Chlamydia trachomatis, Neisseria gonorhoeae, Trichomonas vaginalis.
We observed changes in the demographic and economic profiles among the three comparison groups. The number of participants who identified themselves as black significantly increased early in the study, from 33% in wave 1 to 47% in wave 2 (p < 0.001). This early increase in minority race was stable between waves 2 and 3 (p = 0.928). The age of the participants remained consistent over time. The average age of participants was 25 years, ranging from 14 to 45 years. Overall, >60% of participants were aged ≤25, and 99 participants (6%) were minors <18 years (Table 2).
The number of participants who reported they had trouble paying for transportation, housing, medical expenses, or food in the past 12 months increased significantly from 37% in wave 2 to 42% in wave 3 (p = 0.014). The number of women currently receiving food stamps, Women, Infants, and Children (WIC), welfare, or unemployment benefits also increased over time, although not significantly from wave 1 to wave 3 (p = 0.069). Combined, the number of participants who reported difficulty paying for basic necessities or currently receiving public assistance increased from 48% in wave 1 to 54% in wave 3 (p = 0.016).
The number of reported lifetime sexual partners remained consistent across the three waves in the first 2,500 participants. Overall, 59% of participants reported ≥5 lifetime sexual partners. Forty-five percent of participants reported a history of abortion. The proportion of participants with a self-reported history of STI diagnosis (including C. trachomatis, N. gonorrhoeae, T. vaginalis, syphilis, herpes, or HIV) was 28% (Table 2). Although we did not observe a significant increase in self-reported history of STI over time, we did observe a statistically significant increase in the number of participants who tested positive for an STI (C. trachomatis, N. gonorrhoeae, or T. vaginalis) at their baseline enrollment session, from 2% in wave 1 to 7% in wave 3 (p < 0.001).
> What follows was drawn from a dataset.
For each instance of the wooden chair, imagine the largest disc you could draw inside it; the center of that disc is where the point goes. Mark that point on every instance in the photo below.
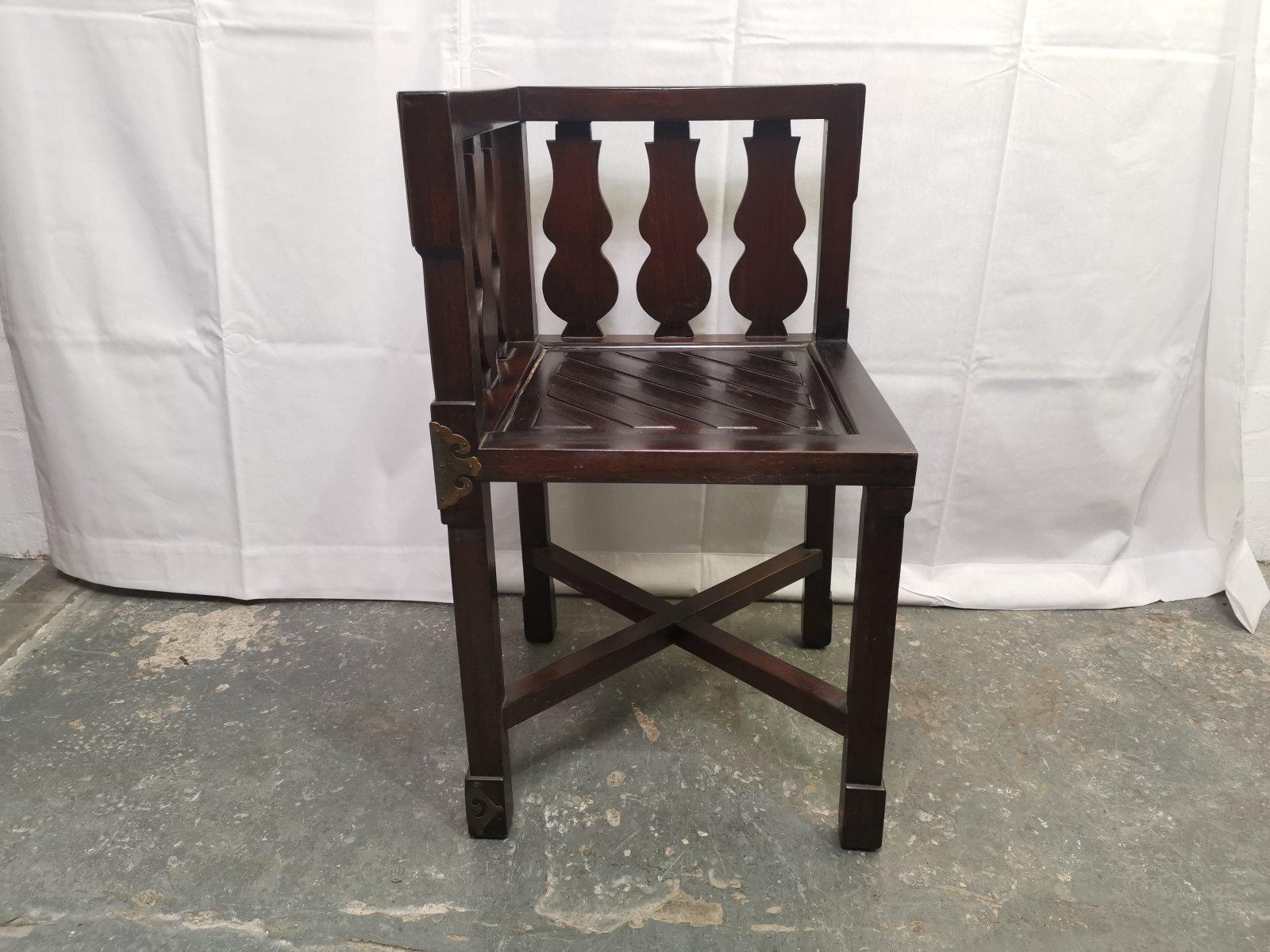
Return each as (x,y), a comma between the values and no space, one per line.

There is no difference among the waves in terms of parity or the number of participants who have already reached their desired parity (Table 2).
Discussion
Significant disparities exist in the sexual and reproductive health of women in the United States. CHOICE has focused its recruitment efforts to increase participation among women at high risk of unintended pregnancy, including women of low income, younger age, black race, and those who engage in high-risk sexual behaviors.2–5,15 We believe our efforts to reach high-risk women have been successful. Our success has been accomplished through expansion of recruitment sites to include community health and family planning clinics located throughout the recruitment catchment area, especially in low-income neighborhoods. CHOICE has forged strong relationships with healthcare providers and staff at the community-based clinics, who play an important role in introducing CHOICE to their patient population. Furthermore, existing participants through word-of-mouth referred other women to CHOICE. Planned efforts to further increase awareness of the project include advertisements in city newspapers and on local radio stations as well as on public transportation buses and trains.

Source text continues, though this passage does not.